Polypharmacy is associated with medication-related hospital admissions [1]. Especially in older patients, polypharmacy can lead to an increased risk of drug related-problems. Due to age-related changes in pharmacodynamics and pharmacokinetics and increased frailty, potential harms can outweigh the clinical benefits of preventive medication over time. Preventive medication initiated in the past, can therefore become inappropriate, and its use may result in increased morbidity, hospitalizations and health care costs [1–5]. This indicates the need to evaluate prescriptions of preventive medication in older persons, especially frail ones. Deprescribing, defined as the process of withdrawing inappropriate medication, supervised by a healthcare provider (HCP) with the goal of managing polypharmacy and improving outcomes, [6], may be an important pharmacotherapeutic tool to counter inappropriate polypharmacy in frail older patients with multimorbidity, optimize their medication use, both in terms of outcomes and safety, and may improve their quality of life [7, 8]. Systematic deprescribing in primary care is usually part of a general practitioner (GP) or pharmacist-led multidisciplinary medication management process as a follow-up to a clinical medication review (CMR) [9]. Conducted at regular intervals, a multidisciplinary CMR is performed in primary care and nursing home care to manage polypharmacy in older patients with multimorbidity in order to prevent drug-related problems (DRPs) leading to falls, hospital admissions, a lower quality of life, increased mortality and excessive health care costs [10–24].

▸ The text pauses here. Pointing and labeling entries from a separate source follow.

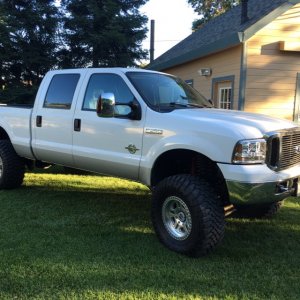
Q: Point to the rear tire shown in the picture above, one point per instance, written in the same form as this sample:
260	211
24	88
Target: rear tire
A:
12	167
264	211
187	216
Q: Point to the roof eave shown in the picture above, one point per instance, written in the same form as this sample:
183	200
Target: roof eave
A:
226	42
253	29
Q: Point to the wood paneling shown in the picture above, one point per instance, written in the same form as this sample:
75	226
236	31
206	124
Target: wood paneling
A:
271	73
225	63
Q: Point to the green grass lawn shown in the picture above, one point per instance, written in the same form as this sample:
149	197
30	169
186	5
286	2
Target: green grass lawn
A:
90	237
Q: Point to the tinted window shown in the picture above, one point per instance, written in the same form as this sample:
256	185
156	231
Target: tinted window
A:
165	93
106	83
61	91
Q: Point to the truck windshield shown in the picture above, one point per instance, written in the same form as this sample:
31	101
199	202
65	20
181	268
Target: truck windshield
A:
165	92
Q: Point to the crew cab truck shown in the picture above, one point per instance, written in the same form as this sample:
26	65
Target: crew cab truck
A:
156	129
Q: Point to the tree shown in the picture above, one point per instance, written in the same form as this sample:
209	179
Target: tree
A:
102	33
208	9
28	41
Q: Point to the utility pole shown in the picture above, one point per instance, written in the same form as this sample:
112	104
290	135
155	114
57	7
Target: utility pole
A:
152	34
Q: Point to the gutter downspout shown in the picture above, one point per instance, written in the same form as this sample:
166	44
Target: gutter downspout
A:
243	74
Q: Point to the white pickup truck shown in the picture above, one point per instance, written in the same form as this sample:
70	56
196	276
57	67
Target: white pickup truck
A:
156	129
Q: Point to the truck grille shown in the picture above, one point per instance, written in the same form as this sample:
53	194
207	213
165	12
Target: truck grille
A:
284	149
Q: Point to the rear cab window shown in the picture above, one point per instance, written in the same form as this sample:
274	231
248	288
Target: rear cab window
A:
61	91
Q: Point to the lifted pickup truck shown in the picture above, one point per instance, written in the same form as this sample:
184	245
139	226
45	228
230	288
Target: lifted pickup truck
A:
154	128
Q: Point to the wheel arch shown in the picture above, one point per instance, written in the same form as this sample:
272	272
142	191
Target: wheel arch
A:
184	161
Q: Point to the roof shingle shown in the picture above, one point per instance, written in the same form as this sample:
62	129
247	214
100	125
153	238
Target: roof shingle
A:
220	33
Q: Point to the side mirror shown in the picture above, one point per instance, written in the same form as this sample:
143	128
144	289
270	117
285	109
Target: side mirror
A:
106	105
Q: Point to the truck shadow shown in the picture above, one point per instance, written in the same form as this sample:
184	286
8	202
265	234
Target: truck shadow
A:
91	240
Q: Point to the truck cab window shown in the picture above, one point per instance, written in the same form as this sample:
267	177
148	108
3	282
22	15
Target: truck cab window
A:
106	83
61	91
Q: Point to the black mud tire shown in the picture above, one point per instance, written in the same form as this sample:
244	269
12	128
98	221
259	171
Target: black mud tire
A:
202	208
12	167
263	211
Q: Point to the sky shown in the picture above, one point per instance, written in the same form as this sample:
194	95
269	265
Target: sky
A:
173	22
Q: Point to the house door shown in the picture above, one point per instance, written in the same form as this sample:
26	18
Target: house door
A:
223	92
297	101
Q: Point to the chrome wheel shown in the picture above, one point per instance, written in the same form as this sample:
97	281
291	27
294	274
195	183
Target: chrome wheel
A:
176	218
1	167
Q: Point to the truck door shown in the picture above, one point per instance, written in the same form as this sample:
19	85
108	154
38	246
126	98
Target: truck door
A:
106	145
52	120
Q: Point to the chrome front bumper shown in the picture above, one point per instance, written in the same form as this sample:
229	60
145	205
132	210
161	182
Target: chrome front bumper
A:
259	193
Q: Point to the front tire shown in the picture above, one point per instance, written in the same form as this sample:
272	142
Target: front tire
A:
187	216
12	167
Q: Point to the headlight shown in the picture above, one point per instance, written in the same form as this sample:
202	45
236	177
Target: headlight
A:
250	152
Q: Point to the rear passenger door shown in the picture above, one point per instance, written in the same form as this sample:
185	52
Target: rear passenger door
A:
52	120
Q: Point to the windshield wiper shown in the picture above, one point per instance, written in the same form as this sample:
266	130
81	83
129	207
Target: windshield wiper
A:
178	104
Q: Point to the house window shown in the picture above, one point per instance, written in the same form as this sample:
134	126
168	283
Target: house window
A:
222	92
190	82
225	98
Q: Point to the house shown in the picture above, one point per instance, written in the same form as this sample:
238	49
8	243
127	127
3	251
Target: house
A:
247	58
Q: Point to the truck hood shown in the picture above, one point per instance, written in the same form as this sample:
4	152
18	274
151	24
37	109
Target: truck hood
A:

Although evidence is not unequivocal, deprescribing of inappropriate (preventive) cardiovascular and diabetes medication has shown to be adequate, feasible and safe [9, 25–33]. As the result, incentives for the deprescribing of this medication have been introduced in guidelines on the treatment of cardiovascular diseases and type 2 diabetes mellitus (T2DM) [26–29, 33–37]. HCPs, however, often experience the deprescribing of cardiovascular and diabetes medication as a challenge and therefore it is still not widely implemented in daily practice [9, 14, 38–42]. Barriers include a lack of evidence that discontinuation is more beneficial than continuation, HCP and patient uncertainty and fear of negative consequences, inadequate patient communication leading to unwillingness of patients or relatives, a lack of knowledge, time, training or support to allow HCPs routinely perform deprescribing and inadequate HCP collaboration [9, 13, 14, 38–45]. In the Netherlands community pharmacists (CPs) are responsible for offering adequate pharmacotherapeutic care and therefore have a significant role in medication management in primary care [11–13, 22, 23]. CPs have also been tasked to annually conduct CMRs in older patients with polypharmacy in collaboration with GPs, geriatricians, specialists geriatric medicine and other HCPs [12–14, 17, 19, 45–47]. Recommendations how to perform a patient-centered CMR, pharmacotherapeutic criteria and tools are provided by the Multidisciplinary Guideline ‘Polypharmacy in older patients’[45–47]. Despite its mandatory nature and remuneration, CMR implementation in practice is still not without problems, especially with regard to the deprescribing of (preventive) cardiovascular and diabetes medication [13, 14, 16, 17, 38, 39, 41, 45–48]. As a remedy, CMR eligibility has been restricted to high-risk patients and recommendations on deprescribing have been added [45, 47]. Criteria and considerations have now systematically been summarized in order to facilitate a patient-centered decision-making to continue, adjust or discontinue medication. However, to achieve full implementation of the MDRP in daily practice, the CPs, GPs and other HCPs involved need training and support, especially with regard to patient selection, decision-making and HCP collaboration/patient communication [8, 9, 12–14, 16, 41, 46–51].
Aim
The aim was to assess whether the completion of a training for CPs on how to conduct a more deprescribing-focused CMR, would result in a greater reduction in the (inappropriate) use of (preventive) cardiovascular and diabetes medication in terms of discontinuation, as compared to CMRs conducted without prior training.
Ethics approval
The study protocol was approved by Medical Ethics Committee of the VU University Medical Center in Amsterdam (2019.326). The study was registered at The Netherlands Trial Register (registration no: NL8082).